The Good
Anomaly 2 carries on the tradition of the previous games with a confident stride, and is for the most part a very solid case of more-of-the-same. Yet the ability to morph units into alternative powerhouses to meet changing circumstances also adds a great deal of variety. The ability to change your force's routes remains in this sequel, a system which adds as much challenge to the game as you wish to take on. Do you travel the longer road and bag some bonus points - at the risk of failure - or play it safe and merely slink your way home? In this manner, Anomaly 2 continues to cater for all of its players extremely well. If you've really got the chops for it, there's multiplayer to get stuck into as well.
The Bad
Only two things take a little of the shine off Anomaly 2, both of which can presumably be tweaked in a patch.

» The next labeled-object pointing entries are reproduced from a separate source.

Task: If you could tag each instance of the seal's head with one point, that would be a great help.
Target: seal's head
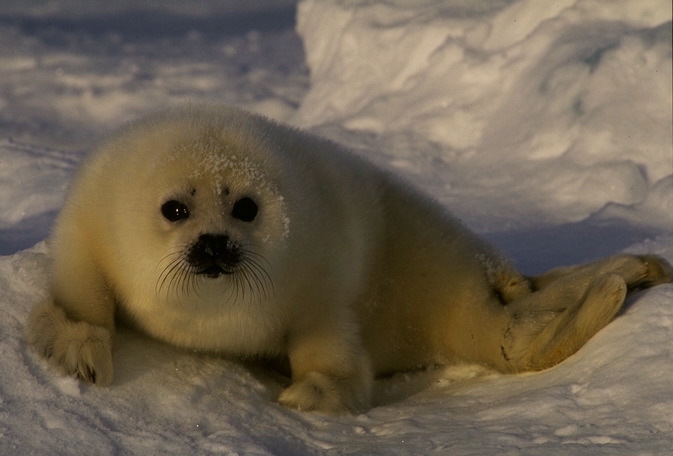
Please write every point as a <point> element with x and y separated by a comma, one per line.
<point>211,218</point>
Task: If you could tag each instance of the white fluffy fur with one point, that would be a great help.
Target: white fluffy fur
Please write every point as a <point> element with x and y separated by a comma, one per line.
<point>355,274</point>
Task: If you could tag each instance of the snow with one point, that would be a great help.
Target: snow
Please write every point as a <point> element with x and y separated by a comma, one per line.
<point>546,126</point>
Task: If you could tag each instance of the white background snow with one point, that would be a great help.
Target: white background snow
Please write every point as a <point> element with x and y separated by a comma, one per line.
<point>546,126</point>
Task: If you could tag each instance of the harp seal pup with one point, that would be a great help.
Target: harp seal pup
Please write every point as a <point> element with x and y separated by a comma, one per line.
<point>219,230</point>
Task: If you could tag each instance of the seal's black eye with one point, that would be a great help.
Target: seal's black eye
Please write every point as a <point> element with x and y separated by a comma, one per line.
<point>245,209</point>
<point>174,211</point>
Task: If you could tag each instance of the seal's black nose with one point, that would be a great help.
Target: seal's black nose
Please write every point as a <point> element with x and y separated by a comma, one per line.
<point>213,255</point>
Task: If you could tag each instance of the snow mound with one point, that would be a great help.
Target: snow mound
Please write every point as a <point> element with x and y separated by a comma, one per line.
<point>576,93</point>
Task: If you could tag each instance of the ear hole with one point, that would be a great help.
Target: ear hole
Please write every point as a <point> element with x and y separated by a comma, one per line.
<point>174,211</point>
<point>245,209</point>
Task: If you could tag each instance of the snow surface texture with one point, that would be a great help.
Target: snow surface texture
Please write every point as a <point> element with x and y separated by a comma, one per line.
<point>545,125</point>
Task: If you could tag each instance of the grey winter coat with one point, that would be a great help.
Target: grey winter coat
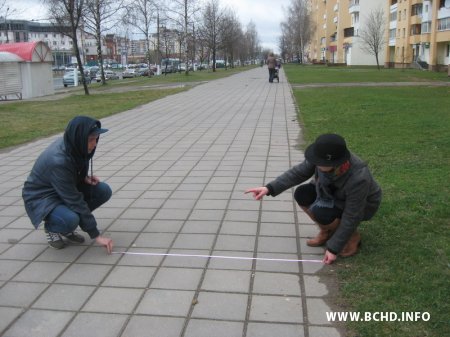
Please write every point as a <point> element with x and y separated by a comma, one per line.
<point>356,193</point>
<point>56,174</point>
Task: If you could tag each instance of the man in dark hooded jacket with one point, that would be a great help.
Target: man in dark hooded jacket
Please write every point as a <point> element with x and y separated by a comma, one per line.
<point>59,190</point>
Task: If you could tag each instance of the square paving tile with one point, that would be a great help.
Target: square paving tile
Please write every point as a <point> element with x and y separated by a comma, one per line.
<point>8,268</point>
<point>142,260</point>
<point>207,328</point>
<point>20,294</point>
<point>199,226</point>
<point>177,278</point>
<point>113,300</point>
<point>276,309</point>
<point>276,284</point>
<point>94,324</point>
<point>148,326</point>
<point>154,240</point>
<point>68,254</point>
<point>64,297</point>
<point>8,315</point>
<point>235,242</point>
<point>223,306</point>
<point>128,276</point>
<point>271,330</point>
<point>277,245</point>
<point>227,280</point>
<point>41,272</point>
<point>230,263</point>
<point>238,228</point>
<point>194,241</point>
<point>166,302</point>
<point>40,323</point>
<point>84,274</point>
<point>186,261</point>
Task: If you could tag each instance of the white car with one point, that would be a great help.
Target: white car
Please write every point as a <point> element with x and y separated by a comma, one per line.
<point>109,75</point>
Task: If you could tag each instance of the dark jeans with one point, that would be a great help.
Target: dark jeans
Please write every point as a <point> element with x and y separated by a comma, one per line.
<point>63,220</point>
<point>305,195</point>
<point>271,74</point>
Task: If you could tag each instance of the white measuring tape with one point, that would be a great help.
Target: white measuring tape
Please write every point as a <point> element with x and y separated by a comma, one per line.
<point>218,257</point>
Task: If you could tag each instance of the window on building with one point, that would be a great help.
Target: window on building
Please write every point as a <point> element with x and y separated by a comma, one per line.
<point>426,27</point>
<point>393,16</point>
<point>392,34</point>
<point>444,24</point>
<point>416,9</point>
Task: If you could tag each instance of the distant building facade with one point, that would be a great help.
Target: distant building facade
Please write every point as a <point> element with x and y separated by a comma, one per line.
<point>417,32</point>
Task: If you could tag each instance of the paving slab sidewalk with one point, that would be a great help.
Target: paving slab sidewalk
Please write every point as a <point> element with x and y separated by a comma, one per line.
<point>178,168</point>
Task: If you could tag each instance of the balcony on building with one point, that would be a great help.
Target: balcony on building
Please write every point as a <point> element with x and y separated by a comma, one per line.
<point>349,32</point>
<point>333,37</point>
<point>415,31</point>
<point>353,6</point>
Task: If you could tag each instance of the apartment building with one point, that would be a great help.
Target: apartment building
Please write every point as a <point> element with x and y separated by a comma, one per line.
<point>61,45</point>
<point>337,25</point>
<point>417,32</point>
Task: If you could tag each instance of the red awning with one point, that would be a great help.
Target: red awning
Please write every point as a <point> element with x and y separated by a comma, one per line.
<point>332,49</point>
<point>29,51</point>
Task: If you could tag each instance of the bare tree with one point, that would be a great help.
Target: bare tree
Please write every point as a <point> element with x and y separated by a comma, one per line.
<point>182,12</point>
<point>212,15</point>
<point>101,16</point>
<point>141,15</point>
<point>6,10</point>
<point>372,34</point>
<point>252,42</point>
<point>68,14</point>
<point>297,28</point>
<point>231,33</point>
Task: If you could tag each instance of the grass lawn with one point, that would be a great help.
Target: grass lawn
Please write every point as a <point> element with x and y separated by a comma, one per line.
<point>23,121</point>
<point>404,135</point>
<point>299,74</point>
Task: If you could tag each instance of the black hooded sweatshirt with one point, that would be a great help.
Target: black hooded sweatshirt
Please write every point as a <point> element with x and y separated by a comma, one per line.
<point>57,173</point>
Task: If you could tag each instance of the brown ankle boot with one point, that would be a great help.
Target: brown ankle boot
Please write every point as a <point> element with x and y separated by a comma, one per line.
<point>351,248</point>
<point>325,233</point>
<point>320,239</point>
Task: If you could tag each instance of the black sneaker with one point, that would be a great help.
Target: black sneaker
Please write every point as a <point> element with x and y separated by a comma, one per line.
<point>73,237</point>
<point>54,240</point>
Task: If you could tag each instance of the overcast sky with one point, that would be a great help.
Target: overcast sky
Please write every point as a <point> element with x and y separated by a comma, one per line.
<point>265,14</point>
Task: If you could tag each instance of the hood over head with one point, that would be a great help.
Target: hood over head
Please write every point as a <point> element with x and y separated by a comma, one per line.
<point>76,136</point>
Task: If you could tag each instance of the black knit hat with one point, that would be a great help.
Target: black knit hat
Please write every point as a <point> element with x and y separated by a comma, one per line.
<point>328,150</point>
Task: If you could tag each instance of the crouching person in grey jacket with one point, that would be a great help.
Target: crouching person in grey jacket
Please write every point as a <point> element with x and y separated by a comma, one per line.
<point>59,190</point>
<point>341,194</point>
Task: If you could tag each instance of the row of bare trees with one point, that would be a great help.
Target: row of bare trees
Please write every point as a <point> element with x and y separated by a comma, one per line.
<point>298,27</point>
<point>203,31</point>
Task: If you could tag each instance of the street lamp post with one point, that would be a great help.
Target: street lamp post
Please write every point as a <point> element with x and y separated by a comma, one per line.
<point>6,25</point>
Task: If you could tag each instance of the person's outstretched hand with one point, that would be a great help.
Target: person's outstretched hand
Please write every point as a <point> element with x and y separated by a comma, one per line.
<point>329,257</point>
<point>258,192</point>
<point>106,242</point>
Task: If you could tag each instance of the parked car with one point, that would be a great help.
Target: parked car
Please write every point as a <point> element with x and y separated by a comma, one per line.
<point>109,75</point>
<point>144,72</point>
<point>130,73</point>
<point>69,78</point>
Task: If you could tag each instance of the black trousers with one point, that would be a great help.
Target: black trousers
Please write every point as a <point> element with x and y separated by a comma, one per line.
<point>306,194</point>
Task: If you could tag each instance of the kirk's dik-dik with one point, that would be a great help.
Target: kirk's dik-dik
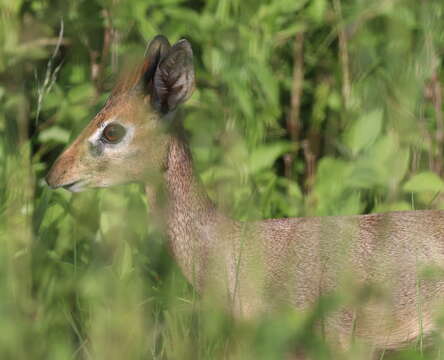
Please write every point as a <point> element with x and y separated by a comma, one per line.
<point>257,266</point>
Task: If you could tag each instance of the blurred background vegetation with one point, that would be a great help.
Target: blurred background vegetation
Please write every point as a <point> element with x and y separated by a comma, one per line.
<point>302,107</point>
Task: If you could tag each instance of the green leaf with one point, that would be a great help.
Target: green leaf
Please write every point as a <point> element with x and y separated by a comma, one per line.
<point>426,181</point>
<point>364,131</point>
<point>54,133</point>
<point>265,155</point>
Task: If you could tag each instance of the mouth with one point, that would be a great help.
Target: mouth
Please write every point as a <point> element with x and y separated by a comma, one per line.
<point>75,186</point>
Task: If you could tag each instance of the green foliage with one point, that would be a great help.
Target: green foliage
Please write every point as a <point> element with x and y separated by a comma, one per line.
<point>88,276</point>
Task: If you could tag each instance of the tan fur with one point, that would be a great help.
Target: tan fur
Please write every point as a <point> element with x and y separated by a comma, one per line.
<point>269,265</point>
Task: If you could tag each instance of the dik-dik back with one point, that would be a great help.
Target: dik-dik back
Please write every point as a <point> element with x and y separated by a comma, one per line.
<point>384,266</point>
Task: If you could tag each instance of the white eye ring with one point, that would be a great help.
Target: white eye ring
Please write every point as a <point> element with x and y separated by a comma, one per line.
<point>113,133</point>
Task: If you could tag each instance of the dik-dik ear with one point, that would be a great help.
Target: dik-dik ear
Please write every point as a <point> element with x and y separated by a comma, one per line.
<point>156,50</point>
<point>173,78</point>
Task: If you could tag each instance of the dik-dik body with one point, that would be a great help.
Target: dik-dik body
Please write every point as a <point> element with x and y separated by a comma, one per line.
<point>266,265</point>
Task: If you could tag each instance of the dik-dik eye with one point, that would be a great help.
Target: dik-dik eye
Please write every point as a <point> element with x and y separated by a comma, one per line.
<point>113,133</point>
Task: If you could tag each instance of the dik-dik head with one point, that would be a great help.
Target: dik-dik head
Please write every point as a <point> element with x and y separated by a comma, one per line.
<point>127,140</point>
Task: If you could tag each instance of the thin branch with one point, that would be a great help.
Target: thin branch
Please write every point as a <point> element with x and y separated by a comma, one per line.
<point>343,54</point>
<point>51,74</point>
<point>293,120</point>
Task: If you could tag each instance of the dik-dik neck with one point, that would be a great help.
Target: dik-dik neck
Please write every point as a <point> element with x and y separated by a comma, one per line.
<point>185,211</point>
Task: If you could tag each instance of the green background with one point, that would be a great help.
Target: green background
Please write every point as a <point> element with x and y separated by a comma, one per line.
<point>302,108</point>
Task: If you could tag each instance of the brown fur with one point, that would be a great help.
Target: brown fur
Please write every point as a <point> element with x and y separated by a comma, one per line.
<point>263,266</point>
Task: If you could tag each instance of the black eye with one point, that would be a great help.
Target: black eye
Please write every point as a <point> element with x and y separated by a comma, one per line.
<point>113,133</point>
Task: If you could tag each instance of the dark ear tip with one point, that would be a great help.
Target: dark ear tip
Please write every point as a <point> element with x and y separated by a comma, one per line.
<point>159,37</point>
<point>185,45</point>
<point>159,41</point>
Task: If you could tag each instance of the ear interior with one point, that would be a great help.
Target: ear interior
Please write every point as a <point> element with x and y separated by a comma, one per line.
<point>174,77</point>
<point>156,50</point>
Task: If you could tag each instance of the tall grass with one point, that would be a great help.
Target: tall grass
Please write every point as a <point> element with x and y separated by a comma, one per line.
<point>301,108</point>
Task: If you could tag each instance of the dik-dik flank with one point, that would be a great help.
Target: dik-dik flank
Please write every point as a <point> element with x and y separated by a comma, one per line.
<point>266,265</point>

Firstly, and even on a fourth-generation iPad, there was a certain amount of sluggishness to the framerate. As a result, there's a second minor problem - a sense of lag when selecting options or moving around the play area. To be clear, these issues aren't deal-breakers by any means, but you'll have to adjust to them, and you'll wish you didn't have to. It's also a pretty safe evolution of the game series, all things considered
The Verdict
Despite a handful of technical hiccups, Anomaly 2 is everything fans of the previous games in the series would have asked for, and is a very easy sale for existing Anomaly nuts. Those who are put off by the typically static, reactive gameplay of the tower-defense genre, could do a lot worse than Anomaly 2 if they wish to discover what this gaming scene is really capable of.